The first few weeks and months together are great! So much to learn, so many possibilities. It truly is a honeymoon. But as the polish and shine tarnish a bit reality begins to set in. You might not be able to work on the most interesting projects. There may be a bit more administrative bureaucracy than you thought. As a newbie your great ideas may not carry as much weight as those from colleagues with more years of service. It might be harder than you anticipated to get the resources and cooperation from other groups needed to accomplish your objectives. And senior leaders may not be quite as clever as you had thought. And that, ladies and gentlemen, is when engagement begins to flag.
At this point most companies would implement plans to build morale and drive engagement higher. But wouldn’t it be easier to find ways to keep already high morale high? Just as many of us put on a few pounds after entering marriage or a committed relationship, it’s a lot harder to lose the unwanted pounds than to than it is to not gain it in the first place. So what’s a company to do?
Classic literature in the field of Industrial/Organizational psychology (Dan Ilgen and John Wanous…look it up) talks about the importance of realistic job previews and enriching early career experiences in driving performance, satisfaction and retention of talent. It’s likely that your new employees had a view of your organization and their future experience that wasn’t entirely accurate. Their initial assignments may be too routine or not clearly linked to the organization’s success. Your organization culture may be one that values “paying dues” in the company before granting employees leeway in presenting ideas and leading projects. Or new employees may be surprised and stunned by how difficult it is to get work done in the organization. The point is that something is killing their engagement, and it takes less than 2 years, on average, to do that.

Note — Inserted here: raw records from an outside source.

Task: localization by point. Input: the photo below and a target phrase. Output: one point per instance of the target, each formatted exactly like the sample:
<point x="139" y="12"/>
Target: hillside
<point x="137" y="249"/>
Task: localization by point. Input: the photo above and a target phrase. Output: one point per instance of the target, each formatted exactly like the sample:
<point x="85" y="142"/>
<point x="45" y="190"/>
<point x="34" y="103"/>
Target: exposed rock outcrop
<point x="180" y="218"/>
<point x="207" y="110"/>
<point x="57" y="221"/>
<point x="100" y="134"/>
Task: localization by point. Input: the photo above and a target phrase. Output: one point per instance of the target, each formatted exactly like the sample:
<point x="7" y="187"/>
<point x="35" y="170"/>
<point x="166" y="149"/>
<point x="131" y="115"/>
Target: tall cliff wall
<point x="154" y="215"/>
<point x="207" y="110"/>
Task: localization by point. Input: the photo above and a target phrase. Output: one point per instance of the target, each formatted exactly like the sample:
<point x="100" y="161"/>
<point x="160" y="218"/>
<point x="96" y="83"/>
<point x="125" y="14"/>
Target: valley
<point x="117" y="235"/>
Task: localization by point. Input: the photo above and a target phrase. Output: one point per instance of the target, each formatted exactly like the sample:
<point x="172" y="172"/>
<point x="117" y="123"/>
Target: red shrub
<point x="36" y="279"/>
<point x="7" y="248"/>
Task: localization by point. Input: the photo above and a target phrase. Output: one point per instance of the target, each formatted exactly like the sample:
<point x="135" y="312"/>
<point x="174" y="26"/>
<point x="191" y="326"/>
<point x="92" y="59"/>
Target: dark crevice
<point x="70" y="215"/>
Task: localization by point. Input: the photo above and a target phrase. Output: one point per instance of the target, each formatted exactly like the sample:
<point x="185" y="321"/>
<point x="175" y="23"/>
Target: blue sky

Put yourself in the shoes of your newest employees. What changes between the time they are hired and when their engagement starts to fall? What do they experience early on in their careers? Focus on the barriers to engagement, the elements of your workplace that gradually chip away at the enthusiasm and energy that new employees bring to your organization.
There is nothing wrong with putting plans in place to drive engagement higher. But don’t squander the gift of high employee engagement that your newest employees give to you. Consider putting plans in place to maintain the enthusiasm and engagement your newest employees already have.